By 31st January 2017 No Comments

Last week, VoxSmart launched the latest version of its VSmart Control Center. We now have support for English (US and UK), Italian and German with more expected soon. Our CTO, Dr Richard Wheeldon, explains why this matters.

Working at UCL alongside Professor Sasse’s usability and security teams taught me a lot about both subjects but it wasn’t until I started traveling that I fully understood the importance of internationalization to both users and businesses. There’s nothing quite as fundamental to a usable interface as being able to understand what’s written on it. Similarly, there’s nothing more likely to turn away a potential customer than them not being able to understand it – yet it’s still common for compliance products to be restricted to English-only.
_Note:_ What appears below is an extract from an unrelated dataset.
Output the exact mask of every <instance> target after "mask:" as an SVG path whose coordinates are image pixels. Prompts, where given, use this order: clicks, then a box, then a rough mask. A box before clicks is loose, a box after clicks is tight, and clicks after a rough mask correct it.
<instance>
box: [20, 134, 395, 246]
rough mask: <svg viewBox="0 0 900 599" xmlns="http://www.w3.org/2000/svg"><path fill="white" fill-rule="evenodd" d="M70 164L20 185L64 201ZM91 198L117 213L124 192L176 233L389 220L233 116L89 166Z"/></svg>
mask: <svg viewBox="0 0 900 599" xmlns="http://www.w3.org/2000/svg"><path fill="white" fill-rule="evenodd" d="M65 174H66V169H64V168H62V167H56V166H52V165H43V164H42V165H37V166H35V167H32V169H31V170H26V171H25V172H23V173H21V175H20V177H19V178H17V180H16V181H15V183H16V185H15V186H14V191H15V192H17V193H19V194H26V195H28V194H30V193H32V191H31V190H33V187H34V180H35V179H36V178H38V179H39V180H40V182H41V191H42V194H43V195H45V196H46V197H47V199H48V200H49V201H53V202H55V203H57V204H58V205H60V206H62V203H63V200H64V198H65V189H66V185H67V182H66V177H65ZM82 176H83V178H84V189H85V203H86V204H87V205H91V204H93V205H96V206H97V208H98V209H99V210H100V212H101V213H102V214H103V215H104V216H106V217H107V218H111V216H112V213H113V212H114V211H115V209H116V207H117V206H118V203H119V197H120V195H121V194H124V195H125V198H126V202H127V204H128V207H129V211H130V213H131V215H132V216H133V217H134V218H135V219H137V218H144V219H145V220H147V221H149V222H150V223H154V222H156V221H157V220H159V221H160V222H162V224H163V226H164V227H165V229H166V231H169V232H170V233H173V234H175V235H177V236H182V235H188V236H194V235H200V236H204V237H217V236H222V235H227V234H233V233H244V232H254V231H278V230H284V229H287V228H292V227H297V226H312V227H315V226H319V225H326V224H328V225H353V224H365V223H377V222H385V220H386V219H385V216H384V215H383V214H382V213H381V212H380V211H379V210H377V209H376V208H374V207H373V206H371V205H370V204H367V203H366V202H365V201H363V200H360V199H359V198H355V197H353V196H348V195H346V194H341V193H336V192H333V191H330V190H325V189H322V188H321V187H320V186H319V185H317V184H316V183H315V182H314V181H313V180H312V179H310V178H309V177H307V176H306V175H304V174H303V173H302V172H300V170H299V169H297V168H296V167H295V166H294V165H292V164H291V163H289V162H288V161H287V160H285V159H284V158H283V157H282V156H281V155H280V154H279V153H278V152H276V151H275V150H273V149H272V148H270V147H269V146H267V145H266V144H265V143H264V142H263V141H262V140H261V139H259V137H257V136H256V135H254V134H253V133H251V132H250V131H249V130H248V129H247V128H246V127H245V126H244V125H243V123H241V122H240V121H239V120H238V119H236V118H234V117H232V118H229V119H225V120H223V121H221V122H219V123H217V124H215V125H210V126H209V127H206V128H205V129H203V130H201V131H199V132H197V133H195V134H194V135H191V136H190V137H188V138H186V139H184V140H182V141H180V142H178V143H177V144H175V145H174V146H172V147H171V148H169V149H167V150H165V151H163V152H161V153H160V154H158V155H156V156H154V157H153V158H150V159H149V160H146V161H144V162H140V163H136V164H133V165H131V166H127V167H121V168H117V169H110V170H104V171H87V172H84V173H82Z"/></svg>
Following a complete re-write over the last year, we are now delivering on an aggressive roadmap to keep our user interface the most intuitive and easiest to use of any system for risk management of mobile communications on the market. And because of my experience, I was always determined that language support would be an early addition and we now have support for English (US and UK), Italian and German with more expected soon.

Internationalisation is hard. Anyone who says it isn’t, hasn’t understood it properly. It’s not just a matter of text substitution but it affects the handling of time, dates, currencies, layout, reading direction, data ordering (which in turn affects indexing), input validation and so on. Google, Microsoft and IBM all spend tons of time, money and effort in improving support for local languages but even the best and the biggest players sometimes get it wrong. Check out these fantastically useless Google Maps directions (https://goo.gl/maps/L4A5f6W8wmw) for getting from the Tsukiji fish market to the Tokyo Skytree. Why does it keep saying to cross “the road” or take “the zebra crossing” without saying which one? That’s because the Japanese use an addressing system which numbers city blocks rather than the road which means that hardly any of the streets in Tokyo have names. Google could have done something sensible like use local landmarks but they didn’t – it’s not something that would even occur to the average American or Englishman.

Internationalisation is also fundamental to our long-term goals. One of VoxSmart’s key selling point is our geography-neutral, carrier-neutral approach to mobile voice recording and compliance. We’re continuing to build out our service with new points of presence and new data processing regions to support our New York and Singapore sales presences. We’re also building new functionality for transcription and analytics – all of which is sensitive to the language being spoken. Even if were to restrict ourselves to our local customers in the heart of London’s financial district, we’d come across a wealth of languages. The 2011 census, for instance, showed over 100 languages spoken within the city. Therefore, it’s essential we continue to build on a multi-lingual base.

But what does this have to do with Leetspeak? Simply, that we made a point of adding locale support for Leetspeak at the same time as more functional European languages. We did this for two reasons. Firstly, because I’m a geek at heart and geeks like putting silly things in user interfaces. Google itself has support for Leet (hacker), pirate, Klingon and Bork, bork, bork! Try googling “Bletchley Park” for a subtle Easter egg – a reference to their code-breaking history. The second reason is more serious – we wanted to make sure we covered everything. Many languages use the same words for common things. For example, BlackBerry and Android being trade names never changed but we knew from experience that when we started to support other characters we’d run into issues. I’m looking forward to the day our users get to choose between Андроид and 검은 딸기!